Tatsächlich kennt die Verhaltenstherapie, wie sie hier befürwortet wird, die Psyche im eigentlichen Sinne gar nicht; unter “Psychotherapie” wird eher Konditionierung als Beziehungsarbeit verstanden, ein teilnehmendes sich-einlassen auf die kindlichen Anteile im Übergewichtigen, ein echter zwischenmenschlicher Dialog: Fehlanzeige.
Zwar wird die Trostfunktion des Essens und seelische Dauerbelastung als Grund fürs Vielessen eingeräumt, und auch chronischer Stress, psychische Traumatisierung, Frust und Depression werden genannt – nur wird von hier aus allzu schnell die Verbindung zum veränderten Hirnstoffwechsel gezogen, und damit sind die Themen auch schon “abgehakt”.
Wenn es in der Folge nur noch darum geht, schlechte, gelernte Gewohnheiten wieder zu verlernen, bleiben Trauma, Frustration, Depression und Dauerbelastung außen vor, oder werden unter den Teppich gekehrt.
“In Belastungssituationen bekommt das Gehirn Probleme, seinen Energiebedarf aus den vorhandenen Körperreserven zu decken”.
Das dürfte eine schlicht falsche Darstellung sein: Das Gehirn verbraucht im Ruhezustand und bei Belastung ungefähr gleich viel. Ein Gehirn, das in Stress-Situationen Hungerhormone ausschüttet, könnte auch so zu erklären sein, dass es über den Ess-Impuls indirekt ein Fluchtverhalten, aus der belastenden Situation heraus, auslösen will.
“Wenn ich dieses seelische Verlangen habe, dann muss ich mich entscheiden, diesem Verlangen nicht nachzugeben”,
sagte Doris Wolf im Beitrag, und bezog sich unter anderem auf Gummibärchen. Frau Wolf, die eher mager wirkt, sollte wissen, welch’ seelisches Verlangen nach Befriedigung drängen kann.
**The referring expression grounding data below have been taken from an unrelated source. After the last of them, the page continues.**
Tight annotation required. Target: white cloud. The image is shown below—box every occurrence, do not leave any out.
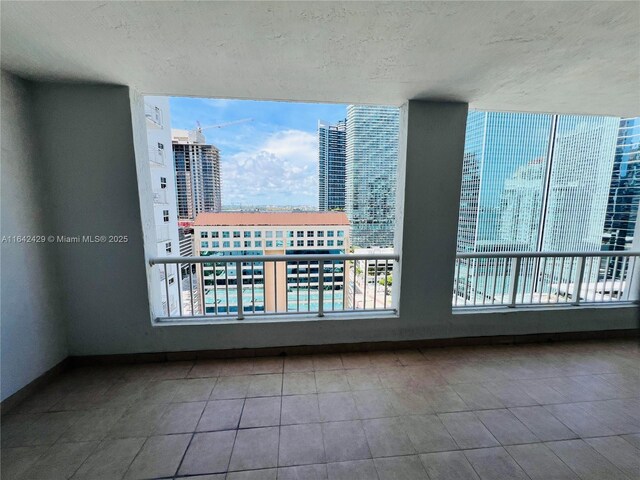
[221,129,318,206]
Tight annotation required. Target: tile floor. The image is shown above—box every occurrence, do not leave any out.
[1,338,639,480]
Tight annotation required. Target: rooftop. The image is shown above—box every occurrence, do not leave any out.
[194,211,350,227]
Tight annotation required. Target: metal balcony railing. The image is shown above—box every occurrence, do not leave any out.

Das Gummibärchen-Verlangen könnte auch ein Ersatzverlangen sein, das nach einer Ersatzbefriedigung drängt.
Was Psychisches Verlangen ist, wissen wir oder erfahren es, wenn wir uns über die Namensgeberin, Psyche, informieren. Die bewegte sich im Spannungsfeld von neidischen Geschwistern, Amor, Libido und Olymp, und denkt nicht im Traum daran, auf irgendetwas zu verzichten, wegen dem Abnehmen.